Un an après les premières élections « libres » de Tunisie du 23 octobre 2011, l’Assemblée nationale constituante (ANC) issue de ce scrutin, a fêté, mardi, l’événement sans fanfare ni trompette. Au perchoir, la coalition au pouvoir représentée par Moncef Marzouki, le président de la Tunisie, Moustapha Ben Jaafar, président de l’ANC, – tous deux dirigeants de partis de centre gauche -, et Hamadi Jebali, le chef du gouvernement, secrétaire général du parti islamiste Ennahda, se sont relayés pour tenter de donner un peu de souffle à cette « journée historique », marquée par des tensions dans le pays.
Mais un an après, le cœur n’y est pas. Les interventions des trois « présidents » de l’exécutif se sont déroulées dans un hémicycle à moitié vide, boycotté par plusieurs partis d’opposition. Les élus ne sont pas au rendez-vous du 23 octobre 2012 qui devait signifier la fin du bail des travaux de l’Assemblée constituante et l’organisation de nouvelles élections générales. La future Constitution n’a pas encore été adoptée, et au mieux, les prochaines élections auront lieu le 23 juin, selon la date proposée par la troïka au pouvoir qui s’est mise d’accord sur la nature du régime mi-parlementaire, mi-présidentielle.
« Nous devons organiser de nouvelles élections avant l’été, ce sera notre deuxième victoire », a insisté Moncef Marzouki. Tout en soulignant qu’« il n’y a pas plus dangereux que les périodes transitoires », le chef de l’Etat a appelé à l’apaisement des tensions.
“Vague de violence”
A Gabès, où un couvre-feu a été instauré, des échauffourées opposent depuis plusieurs jours des jeunes aux forces de l’ordre. Plus au sud, à Tatatouine, le 18 octobre, des affrontements entre pro-Ennahda et partisans de Nida Tounès, le parti de Béji Caïd Essebsi désigné par ses adversaires comme le représentant de l’ancien régime, ont dégénéré, provoquant la mort d’un homme, Lotfi Naguedh, représentant local de Nida Tounès.
L’opposition a immédiatement dénoncé « le premier assassinat politique » d’après-révolution. « La montée de la vague de violence est une ligne rouge que nous ne devons pas franchir, a déclaré Moustapha Ben Jaafar. Cette vague appelle tous les partis à privilégier la raison et la discussion ».
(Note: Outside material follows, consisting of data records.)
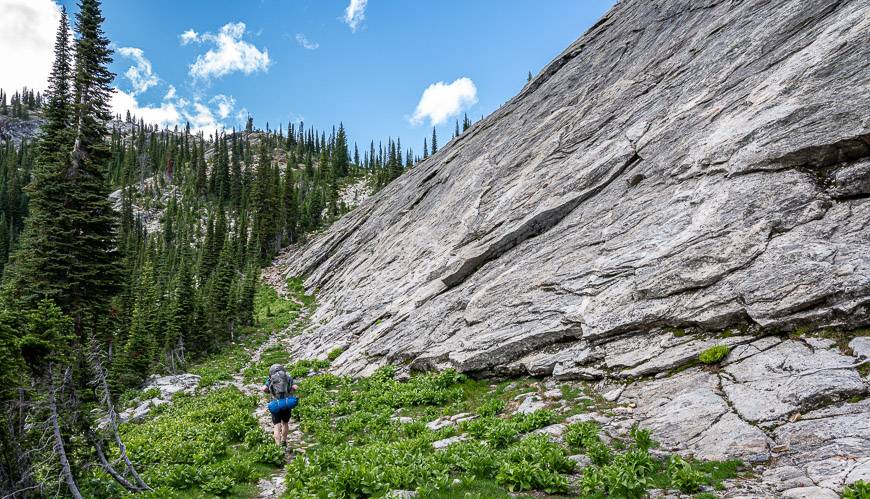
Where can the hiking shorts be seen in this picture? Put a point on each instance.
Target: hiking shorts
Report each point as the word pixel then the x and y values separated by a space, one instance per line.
pixel 281 416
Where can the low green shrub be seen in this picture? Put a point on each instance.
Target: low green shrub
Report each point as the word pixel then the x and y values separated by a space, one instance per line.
pixel 334 353
pixel 582 435
pixel 713 354
pixel 492 406
pixel 683 475
pixel 857 490
pixel 208 443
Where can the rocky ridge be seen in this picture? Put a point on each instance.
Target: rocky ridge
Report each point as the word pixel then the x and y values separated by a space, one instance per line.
pixel 685 175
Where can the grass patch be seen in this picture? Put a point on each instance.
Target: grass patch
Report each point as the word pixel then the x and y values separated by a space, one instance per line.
pixel 713 354
pixel 272 312
pixel 223 365
pixel 203 446
pixel 857 490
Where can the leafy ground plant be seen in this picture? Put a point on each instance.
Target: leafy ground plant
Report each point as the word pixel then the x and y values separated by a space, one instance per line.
pixel 713 354
pixel 857 490
pixel 200 446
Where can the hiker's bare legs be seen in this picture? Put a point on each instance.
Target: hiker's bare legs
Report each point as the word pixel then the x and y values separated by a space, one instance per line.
pixel 280 432
pixel 277 432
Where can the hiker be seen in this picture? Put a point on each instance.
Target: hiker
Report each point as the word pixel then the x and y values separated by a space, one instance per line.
pixel 279 385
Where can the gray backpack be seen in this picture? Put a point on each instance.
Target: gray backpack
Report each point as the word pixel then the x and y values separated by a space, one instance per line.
pixel 279 381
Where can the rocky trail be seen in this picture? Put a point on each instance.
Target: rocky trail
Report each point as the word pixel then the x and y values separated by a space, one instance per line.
pixel 164 387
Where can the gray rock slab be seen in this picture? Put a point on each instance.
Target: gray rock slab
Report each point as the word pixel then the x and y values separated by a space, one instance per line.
pixel 788 378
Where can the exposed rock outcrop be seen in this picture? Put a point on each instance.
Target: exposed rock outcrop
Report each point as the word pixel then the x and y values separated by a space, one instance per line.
pixel 684 164
pixel 684 168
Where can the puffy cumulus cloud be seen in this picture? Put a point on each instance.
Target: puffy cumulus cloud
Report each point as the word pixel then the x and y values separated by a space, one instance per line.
pixel 224 105
pixel 201 118
pixel 166 114
pixel 355 14
pixel 188 37
pixel 141 75
pixel 230 53
pixel 27 30
pixel 173 111
pixel 307 44
pixel 441 101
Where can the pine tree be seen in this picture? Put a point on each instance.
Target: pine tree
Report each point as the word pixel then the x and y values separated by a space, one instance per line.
pixel 134 362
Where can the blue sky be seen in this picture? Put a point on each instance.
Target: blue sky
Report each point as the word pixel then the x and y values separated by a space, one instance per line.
pixel 369 70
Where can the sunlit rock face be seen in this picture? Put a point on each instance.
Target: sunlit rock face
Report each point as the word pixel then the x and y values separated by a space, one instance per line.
pixel 683 164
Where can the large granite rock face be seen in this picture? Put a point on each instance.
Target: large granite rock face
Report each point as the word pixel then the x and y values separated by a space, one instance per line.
pixel 684 163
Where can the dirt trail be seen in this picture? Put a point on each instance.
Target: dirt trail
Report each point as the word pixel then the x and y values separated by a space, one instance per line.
pixel 274 486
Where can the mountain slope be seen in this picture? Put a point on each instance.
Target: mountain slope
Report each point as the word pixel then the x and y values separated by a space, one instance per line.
pixel 682 164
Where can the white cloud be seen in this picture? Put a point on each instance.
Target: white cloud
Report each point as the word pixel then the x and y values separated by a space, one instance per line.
pixel 27 31
pixel 355 14
pixel 201 118
pixel 305 42
pixel 441 101
pixel 141 75
pixel 225 104
pixel 165 115
pixel 230 54
pixel 242 115
pixel 173 111
pixel 188 37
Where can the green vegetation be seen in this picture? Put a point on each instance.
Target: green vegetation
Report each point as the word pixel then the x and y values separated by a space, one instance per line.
pixel 334 353
pixel 713 354
pixel 203 446
pixel 857 490
pixel 361 448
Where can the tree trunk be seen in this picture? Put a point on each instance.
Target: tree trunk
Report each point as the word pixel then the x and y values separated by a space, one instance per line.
pixel 97 368
pixel 58 438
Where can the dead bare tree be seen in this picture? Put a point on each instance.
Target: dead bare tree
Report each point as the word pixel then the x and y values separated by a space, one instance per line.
pixel 102 386
pixel 58 437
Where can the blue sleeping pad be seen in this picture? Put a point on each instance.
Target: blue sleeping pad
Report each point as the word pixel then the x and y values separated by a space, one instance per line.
pixel 282 404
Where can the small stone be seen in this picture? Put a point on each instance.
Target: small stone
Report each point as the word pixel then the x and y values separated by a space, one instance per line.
pixel 810 493
pixel 588 416
pixel 553 394
pixel 442 422
pixel 824 343
pixel 613 395
pixel 530 405
pixel 582 461
pixel 446 442
pixel 524 395
pixel 554 431
pixel 861 346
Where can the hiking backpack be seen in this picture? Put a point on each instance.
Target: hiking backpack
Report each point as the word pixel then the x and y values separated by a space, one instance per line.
pixel 279 381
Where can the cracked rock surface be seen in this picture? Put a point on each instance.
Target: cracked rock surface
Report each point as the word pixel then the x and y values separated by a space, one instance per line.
pixel 683 168
pixel 682 164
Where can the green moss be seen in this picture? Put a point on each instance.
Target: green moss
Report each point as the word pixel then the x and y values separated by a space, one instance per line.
pixel 334 353
pixel 857 490
pixel 197 447
pixel 713 354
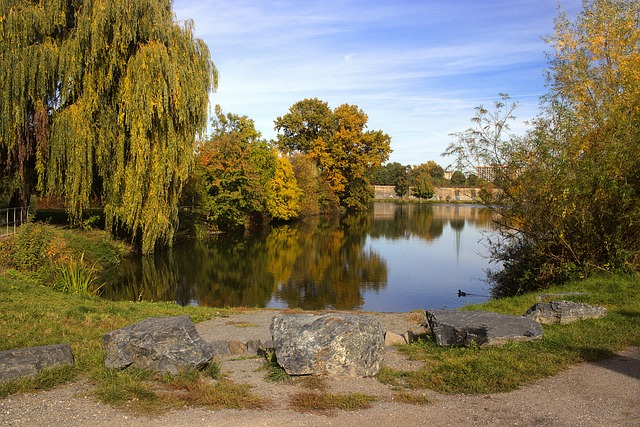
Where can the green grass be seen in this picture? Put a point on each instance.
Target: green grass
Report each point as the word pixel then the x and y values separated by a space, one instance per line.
pixel 506 368
pixel 32 314
pixel 326 402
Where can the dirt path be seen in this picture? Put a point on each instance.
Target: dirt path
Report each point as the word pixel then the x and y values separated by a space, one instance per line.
pixel 591 394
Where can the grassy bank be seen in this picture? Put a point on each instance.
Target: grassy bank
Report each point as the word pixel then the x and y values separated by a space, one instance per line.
pixel 500 369
pixel 32 313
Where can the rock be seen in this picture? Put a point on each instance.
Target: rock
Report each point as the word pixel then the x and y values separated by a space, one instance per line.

« Il faut accélérer la rédaction de la Constitution et la création d’une Instance indépendante des élections, la réforme de l’administration et des médias », a plaidé pour sa part Hamadi Jebali, chef du gouvernement dominé par son parti islamiste, qui a également insisté pour respecter le calendrier proposé. Les trois orateurs ont tour à tour promis une Constitution basée sur « le consensus ». Dans l’après-midi, mardi, les élus réunis en séance plénière, devaient commencer à discuter le préambule de la Constitution expurgé de tout élément polémique.
Maigres cortèges
A l’extérieur, de maigres cortèges opposaient des partisans des deux camps, islamistes contre progressistes. La veille, quelque 3 000 personnes ont défilé sur l’avenue Habib Bourguiba, à Tunis, pour réclamer la « fin des violences » attribuées à la Ligue de la protection de la révolution, considérée comme une « milice » d’Ennahda.
En tête du défilé, le Front populaire, qui tente de se positionner comme la troisième force politique du pays et qui réunit des organisations communistes et de la gauche radicale, renvoyaient dos à dos Ennahda et Nida Tounès.
A l’arrière, les partisans de Nida Tounès brandissaient la photo du mort de Tataouine. Limitées, ces manifestations semblent cependant concerner bien peu la société tunisienne, davantage préoccupée par les difficultés de la vie quotidienne et par trouver de quoi acheter un mouton pour célébrer, le 26 octobre, la fête de l’Aïd.